Léon hesitated. The man gripped his arm hard, just above the elbow, pressing on a nerve.

‘Just do as I say. That’s better. Switch on a light, only one. Let’s make it look as if you are working late.’

‘I have to get home,’ Léon said, ‘the curfew . . . ’ The man slapped his cheek hard, open-palmed.

‘Sit down,’ he said.

Léon obeyed and the man took the seat occupied so recently by Alain. Léon’s cheek smarted and he felt tears filling his eyes.

‘Who are you?’ he said again.

‘You don’t need to know who I am. You can call me Félix, which isn’t naturally my name. I don’t like your sort, Léon. You’re a Jewboy and a pervert who goes with older men, a little tart, aren’t you, and I daresay you think of yourself as an intellectual – all this, these books – and I don’t like intellectuals either. I’d quite enjoy beating you up which is what you’re afraid of, so afraid that you’re near pissing your pants, aren’t you?
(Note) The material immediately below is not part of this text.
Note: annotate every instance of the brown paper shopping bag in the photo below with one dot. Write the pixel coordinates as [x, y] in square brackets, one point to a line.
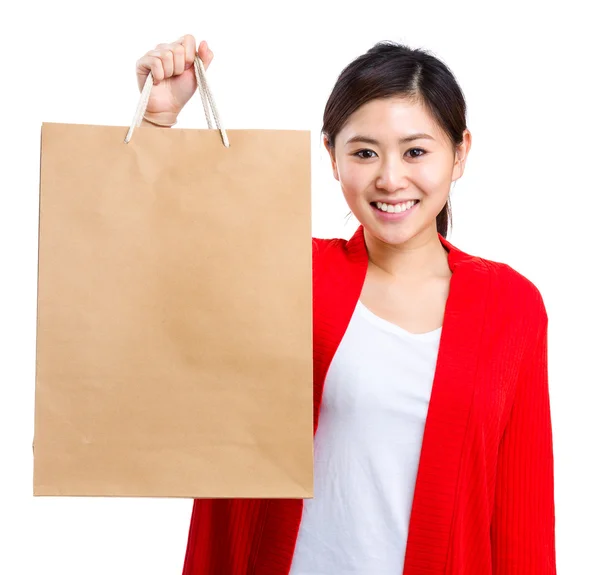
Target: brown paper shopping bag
[174, 334]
But you’re lucky. I need you and I need you for all the reasons that make me despise you. What do you say to that? Lost your tongue, have you?’

He leaned across the table, took hold of Léon’s hair and tugged his head down so that his nose was being pushed against the wood.

‘If I’d followed my instincts I’d have slammed your face down hard, but we don’t want to spoil your pretty pussy-boy looks, do we now? They’re your only asset, remember that. And remember this too: I could have you sent to an internment camp, Jewboy, as easily as I could bang your face down hard. Do you follow me? Answer.’

Léon said, ‘I follow.’

The man who called himself Félix relaxed his grip on Léon’s hair and Léon .lifted his head.